Jet-set

During these pandemic times, I’ve been traveling by swapping stories of voyages past with good friends and, of course, through books. With a little imagination and a good story, it turns out we can still travel anywhere. Here are a few of my favorite transporting reads, that leave me daydreaming about my next adventure with every turn of the page.

“A man who’s been married four times has a lot of explaining to do,” writes Russell Banks by way of introduction in his memoir Voyager: Travel Writings (2016, HarperCollins) as he embarks on a tour of the Caribbean, wooing his soon-to-be fourth wife, while reflecting on his past. With tales that climb the heights of the Himalayas to a seemingly pedestrian pilgrimage to Chapel Hill for his college reunion, Banks, who is a part-year Miamian (and ventures to the primeval Everglades in this collection), draws from his considerable talents as a novelist to tell the story of his life and the exciting places he’s been.

Winner of the National Book Critic’s Circle Award, Everything Inside (2019, Knopf) is Miami literary luminary Edwidge Danticat’s short story collection, whose characters travel from Haiti to Miami and beyond in hauntingly beautiful stories of the Haitian diaspora. From the devastating, yet tentatively redemptive aftermath of a love triangle to a man’s precipitous, slow motion fall from a construction site as his life flashes before his eyes, Danticat’s tenderly wrought collection is ultimately about love—familial, romantic and platonic—in all its complexities.

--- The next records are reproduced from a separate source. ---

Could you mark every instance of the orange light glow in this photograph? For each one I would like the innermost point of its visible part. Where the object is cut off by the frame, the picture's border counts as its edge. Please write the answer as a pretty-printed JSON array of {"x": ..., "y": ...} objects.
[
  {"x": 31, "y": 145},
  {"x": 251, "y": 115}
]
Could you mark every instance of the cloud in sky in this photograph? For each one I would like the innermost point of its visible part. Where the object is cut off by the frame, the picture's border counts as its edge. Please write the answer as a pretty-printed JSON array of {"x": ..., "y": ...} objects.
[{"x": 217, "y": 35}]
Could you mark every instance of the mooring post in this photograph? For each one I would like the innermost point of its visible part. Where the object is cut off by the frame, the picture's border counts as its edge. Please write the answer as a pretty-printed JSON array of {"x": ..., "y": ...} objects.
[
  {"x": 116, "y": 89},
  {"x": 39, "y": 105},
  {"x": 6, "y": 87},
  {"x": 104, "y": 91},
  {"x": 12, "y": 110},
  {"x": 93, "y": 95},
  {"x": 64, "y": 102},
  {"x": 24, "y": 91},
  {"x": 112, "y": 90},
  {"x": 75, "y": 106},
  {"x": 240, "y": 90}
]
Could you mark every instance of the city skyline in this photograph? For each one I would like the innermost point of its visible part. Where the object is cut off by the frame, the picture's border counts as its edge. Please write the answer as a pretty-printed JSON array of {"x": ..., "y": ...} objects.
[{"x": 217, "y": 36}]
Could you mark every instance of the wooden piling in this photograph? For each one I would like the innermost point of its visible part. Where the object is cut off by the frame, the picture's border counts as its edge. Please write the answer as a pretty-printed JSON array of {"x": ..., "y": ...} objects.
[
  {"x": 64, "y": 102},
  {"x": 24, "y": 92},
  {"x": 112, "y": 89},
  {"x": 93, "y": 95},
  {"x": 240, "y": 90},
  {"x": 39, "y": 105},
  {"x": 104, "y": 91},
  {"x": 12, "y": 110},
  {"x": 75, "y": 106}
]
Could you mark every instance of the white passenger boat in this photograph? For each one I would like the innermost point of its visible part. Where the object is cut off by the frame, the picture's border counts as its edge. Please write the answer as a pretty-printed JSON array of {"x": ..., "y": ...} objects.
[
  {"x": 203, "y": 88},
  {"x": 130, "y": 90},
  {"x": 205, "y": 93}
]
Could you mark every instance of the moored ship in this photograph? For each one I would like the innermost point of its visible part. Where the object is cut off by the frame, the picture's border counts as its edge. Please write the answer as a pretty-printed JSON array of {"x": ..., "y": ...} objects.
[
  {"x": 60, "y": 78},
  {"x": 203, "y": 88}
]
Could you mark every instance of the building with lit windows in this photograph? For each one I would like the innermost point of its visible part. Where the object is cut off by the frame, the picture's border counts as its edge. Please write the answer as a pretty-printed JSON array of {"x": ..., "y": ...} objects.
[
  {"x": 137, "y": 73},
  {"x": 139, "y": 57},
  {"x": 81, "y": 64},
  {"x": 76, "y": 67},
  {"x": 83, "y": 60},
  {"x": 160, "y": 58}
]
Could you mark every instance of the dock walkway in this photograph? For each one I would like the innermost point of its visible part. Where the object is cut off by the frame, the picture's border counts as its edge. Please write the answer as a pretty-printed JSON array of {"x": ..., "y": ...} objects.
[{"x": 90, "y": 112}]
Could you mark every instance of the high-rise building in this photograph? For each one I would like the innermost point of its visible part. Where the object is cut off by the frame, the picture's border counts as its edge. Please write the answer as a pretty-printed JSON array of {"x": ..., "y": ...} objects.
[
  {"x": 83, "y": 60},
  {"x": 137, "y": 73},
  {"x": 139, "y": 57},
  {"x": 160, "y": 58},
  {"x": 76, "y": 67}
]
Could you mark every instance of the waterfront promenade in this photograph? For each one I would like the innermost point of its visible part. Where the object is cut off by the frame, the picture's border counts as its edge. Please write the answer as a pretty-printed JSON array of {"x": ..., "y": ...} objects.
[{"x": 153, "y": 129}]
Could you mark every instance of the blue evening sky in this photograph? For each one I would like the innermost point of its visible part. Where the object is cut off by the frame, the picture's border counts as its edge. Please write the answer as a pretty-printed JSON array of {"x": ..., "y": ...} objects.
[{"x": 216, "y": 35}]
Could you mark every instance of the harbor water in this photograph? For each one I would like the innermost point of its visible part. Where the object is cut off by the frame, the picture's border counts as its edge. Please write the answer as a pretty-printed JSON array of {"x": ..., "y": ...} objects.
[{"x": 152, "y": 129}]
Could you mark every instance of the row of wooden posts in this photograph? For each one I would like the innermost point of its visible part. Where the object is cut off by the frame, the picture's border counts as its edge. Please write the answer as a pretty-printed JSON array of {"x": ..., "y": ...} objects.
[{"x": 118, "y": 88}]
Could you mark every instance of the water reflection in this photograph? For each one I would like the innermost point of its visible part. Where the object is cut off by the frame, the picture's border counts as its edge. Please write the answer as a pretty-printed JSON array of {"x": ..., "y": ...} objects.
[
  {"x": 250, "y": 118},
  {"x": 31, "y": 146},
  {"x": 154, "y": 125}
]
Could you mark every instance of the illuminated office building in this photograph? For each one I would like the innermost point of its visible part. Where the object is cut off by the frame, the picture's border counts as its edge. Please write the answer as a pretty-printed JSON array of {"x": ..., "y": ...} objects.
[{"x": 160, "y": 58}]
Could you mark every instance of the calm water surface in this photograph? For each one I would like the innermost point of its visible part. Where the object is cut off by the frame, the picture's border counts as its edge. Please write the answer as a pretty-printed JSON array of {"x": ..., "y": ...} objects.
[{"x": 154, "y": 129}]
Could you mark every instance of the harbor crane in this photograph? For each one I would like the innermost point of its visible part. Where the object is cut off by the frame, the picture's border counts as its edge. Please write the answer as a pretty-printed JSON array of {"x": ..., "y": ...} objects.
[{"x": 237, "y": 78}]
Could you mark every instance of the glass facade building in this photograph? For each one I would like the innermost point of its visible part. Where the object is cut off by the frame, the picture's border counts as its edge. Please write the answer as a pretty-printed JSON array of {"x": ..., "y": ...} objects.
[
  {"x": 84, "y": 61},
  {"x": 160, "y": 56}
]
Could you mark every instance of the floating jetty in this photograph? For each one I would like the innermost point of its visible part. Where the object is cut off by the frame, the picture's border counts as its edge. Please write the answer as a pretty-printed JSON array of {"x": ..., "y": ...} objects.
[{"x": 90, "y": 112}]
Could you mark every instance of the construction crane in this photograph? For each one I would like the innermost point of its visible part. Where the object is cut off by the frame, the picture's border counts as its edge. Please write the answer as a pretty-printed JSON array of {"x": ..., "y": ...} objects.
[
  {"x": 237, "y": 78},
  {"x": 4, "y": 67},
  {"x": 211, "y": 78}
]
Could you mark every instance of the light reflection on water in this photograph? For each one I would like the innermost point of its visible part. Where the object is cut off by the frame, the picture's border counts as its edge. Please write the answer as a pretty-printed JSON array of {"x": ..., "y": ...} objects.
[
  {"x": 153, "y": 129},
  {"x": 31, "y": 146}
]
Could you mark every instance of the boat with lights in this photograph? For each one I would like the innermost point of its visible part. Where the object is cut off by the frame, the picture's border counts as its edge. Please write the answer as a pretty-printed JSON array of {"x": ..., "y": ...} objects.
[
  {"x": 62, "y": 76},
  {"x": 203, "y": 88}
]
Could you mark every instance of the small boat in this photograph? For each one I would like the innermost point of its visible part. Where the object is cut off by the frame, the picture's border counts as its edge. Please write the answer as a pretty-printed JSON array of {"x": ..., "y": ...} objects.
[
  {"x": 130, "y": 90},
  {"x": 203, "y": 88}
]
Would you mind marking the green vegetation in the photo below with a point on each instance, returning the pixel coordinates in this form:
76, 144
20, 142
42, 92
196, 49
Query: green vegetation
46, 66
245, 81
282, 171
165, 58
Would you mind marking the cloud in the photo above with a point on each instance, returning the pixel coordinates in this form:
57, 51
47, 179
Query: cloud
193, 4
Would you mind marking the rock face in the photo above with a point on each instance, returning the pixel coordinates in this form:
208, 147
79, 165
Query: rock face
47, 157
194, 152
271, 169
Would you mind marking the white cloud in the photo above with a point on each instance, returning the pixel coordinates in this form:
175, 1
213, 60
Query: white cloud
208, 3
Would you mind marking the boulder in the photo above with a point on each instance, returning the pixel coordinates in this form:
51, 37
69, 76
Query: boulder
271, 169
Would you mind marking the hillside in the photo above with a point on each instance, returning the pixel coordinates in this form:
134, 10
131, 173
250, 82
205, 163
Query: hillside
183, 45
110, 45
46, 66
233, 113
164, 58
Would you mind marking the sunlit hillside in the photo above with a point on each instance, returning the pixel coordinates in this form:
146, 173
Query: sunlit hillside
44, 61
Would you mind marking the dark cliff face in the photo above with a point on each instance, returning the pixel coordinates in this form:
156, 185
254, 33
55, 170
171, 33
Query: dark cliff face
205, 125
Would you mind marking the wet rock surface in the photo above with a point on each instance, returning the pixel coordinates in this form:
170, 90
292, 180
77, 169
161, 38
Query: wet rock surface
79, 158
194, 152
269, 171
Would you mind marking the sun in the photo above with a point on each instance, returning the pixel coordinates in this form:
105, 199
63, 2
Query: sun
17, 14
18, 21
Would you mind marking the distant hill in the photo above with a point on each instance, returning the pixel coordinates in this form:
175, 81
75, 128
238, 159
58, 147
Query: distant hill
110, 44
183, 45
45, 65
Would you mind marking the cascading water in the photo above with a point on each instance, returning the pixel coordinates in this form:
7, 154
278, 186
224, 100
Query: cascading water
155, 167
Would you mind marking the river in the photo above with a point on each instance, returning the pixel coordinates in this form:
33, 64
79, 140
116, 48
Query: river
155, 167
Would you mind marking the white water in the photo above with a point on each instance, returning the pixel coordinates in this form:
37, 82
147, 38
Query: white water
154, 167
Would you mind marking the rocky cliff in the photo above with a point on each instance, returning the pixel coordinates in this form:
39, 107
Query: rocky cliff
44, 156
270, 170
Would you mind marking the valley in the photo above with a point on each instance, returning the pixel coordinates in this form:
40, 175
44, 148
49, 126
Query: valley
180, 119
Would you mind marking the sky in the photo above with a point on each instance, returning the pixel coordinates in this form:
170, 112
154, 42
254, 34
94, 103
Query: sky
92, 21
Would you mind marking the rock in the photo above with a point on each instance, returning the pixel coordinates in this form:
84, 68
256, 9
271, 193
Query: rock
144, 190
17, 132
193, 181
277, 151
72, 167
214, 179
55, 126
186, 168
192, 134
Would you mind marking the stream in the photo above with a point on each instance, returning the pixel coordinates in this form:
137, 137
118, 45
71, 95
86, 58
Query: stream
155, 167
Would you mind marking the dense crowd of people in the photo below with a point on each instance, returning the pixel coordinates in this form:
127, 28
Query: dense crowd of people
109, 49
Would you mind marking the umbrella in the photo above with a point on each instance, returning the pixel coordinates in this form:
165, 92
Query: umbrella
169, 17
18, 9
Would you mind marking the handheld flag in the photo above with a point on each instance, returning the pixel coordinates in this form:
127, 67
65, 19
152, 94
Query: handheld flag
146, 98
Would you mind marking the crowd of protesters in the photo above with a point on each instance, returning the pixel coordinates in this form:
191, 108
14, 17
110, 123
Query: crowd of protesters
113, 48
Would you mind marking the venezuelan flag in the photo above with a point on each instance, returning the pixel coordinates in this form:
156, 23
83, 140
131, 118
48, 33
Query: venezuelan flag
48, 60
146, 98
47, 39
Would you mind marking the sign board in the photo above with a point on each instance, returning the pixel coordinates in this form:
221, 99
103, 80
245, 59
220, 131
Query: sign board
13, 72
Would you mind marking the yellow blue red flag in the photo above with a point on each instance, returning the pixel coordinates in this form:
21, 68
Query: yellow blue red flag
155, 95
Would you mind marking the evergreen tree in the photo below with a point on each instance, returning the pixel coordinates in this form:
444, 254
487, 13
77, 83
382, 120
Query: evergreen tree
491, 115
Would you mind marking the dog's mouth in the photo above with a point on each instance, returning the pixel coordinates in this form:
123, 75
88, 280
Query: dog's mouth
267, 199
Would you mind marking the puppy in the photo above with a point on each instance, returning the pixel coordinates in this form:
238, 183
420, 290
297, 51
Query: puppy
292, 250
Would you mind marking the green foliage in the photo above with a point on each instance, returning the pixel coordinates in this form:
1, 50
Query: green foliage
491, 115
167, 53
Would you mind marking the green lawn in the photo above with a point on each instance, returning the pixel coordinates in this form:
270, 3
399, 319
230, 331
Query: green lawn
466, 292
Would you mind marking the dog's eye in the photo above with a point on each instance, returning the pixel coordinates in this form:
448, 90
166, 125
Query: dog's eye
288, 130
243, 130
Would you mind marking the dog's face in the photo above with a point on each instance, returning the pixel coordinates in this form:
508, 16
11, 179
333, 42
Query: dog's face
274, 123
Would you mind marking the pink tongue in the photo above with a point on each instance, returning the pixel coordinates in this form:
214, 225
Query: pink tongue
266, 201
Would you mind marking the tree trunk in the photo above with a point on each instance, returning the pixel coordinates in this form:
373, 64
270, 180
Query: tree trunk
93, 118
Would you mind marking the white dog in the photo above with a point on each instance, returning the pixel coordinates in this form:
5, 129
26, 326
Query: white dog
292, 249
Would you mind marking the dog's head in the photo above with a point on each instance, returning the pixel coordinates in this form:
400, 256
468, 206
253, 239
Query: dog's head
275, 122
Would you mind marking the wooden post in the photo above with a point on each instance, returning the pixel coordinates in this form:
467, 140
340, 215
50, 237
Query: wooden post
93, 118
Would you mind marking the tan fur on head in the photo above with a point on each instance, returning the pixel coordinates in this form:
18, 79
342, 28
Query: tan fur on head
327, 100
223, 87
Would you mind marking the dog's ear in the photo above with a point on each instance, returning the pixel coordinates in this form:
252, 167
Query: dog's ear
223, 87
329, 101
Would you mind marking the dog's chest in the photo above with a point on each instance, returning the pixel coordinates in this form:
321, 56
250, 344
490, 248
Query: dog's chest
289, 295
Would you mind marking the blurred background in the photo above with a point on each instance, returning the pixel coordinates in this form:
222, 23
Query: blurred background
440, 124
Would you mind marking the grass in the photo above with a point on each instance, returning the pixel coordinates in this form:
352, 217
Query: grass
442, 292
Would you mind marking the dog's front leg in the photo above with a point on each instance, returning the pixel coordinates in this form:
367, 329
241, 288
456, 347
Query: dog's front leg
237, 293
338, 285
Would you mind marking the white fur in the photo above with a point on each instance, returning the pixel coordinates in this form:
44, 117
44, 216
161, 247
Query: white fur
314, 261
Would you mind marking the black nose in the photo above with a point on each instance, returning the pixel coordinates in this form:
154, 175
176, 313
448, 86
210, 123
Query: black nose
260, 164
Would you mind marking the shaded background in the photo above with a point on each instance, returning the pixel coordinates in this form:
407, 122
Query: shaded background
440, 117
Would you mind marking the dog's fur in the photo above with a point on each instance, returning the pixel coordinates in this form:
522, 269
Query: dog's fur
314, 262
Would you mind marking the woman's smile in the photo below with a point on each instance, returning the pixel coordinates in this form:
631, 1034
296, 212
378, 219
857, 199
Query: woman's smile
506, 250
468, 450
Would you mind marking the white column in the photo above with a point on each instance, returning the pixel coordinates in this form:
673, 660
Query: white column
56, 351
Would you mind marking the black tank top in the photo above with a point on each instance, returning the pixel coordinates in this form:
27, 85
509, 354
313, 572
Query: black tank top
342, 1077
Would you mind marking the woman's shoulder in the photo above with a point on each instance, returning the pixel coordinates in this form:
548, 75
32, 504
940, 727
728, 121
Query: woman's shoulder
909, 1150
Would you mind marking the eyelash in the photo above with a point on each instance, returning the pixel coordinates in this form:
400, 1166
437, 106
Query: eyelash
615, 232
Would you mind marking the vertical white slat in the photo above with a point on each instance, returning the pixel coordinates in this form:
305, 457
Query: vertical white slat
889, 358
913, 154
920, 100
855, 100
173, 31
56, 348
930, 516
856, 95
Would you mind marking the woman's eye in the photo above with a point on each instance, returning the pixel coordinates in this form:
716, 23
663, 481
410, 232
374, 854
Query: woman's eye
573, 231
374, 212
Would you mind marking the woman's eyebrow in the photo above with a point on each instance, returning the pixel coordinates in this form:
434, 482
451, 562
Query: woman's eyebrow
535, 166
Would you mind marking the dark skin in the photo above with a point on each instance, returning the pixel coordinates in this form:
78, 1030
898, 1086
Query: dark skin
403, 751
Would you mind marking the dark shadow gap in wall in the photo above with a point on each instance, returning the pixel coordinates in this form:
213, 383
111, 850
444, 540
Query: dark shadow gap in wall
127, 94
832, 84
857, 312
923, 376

For those of us longing for the pleasures of nightlife and dating before social distancing intervened, travel to 1970s LA with Eve Babitz in Slow Days, Fast Company: The World, The Flesh, And LA (1974, NYRB). The slim essay collection paints a portrait of Southern California through Babitz’s vivid, condensed prose and aphoristic wisdom. With “occasional romances that fall to the ground after a month or so, like the jacaranda flowers” to weekend jaunts to Palm Springs and Orange County, you’ll feel like you’re sidled up next to Babitz in a corner booth at her favorite buzzy spot in Hollywood on a rainy day as she tells you her tales.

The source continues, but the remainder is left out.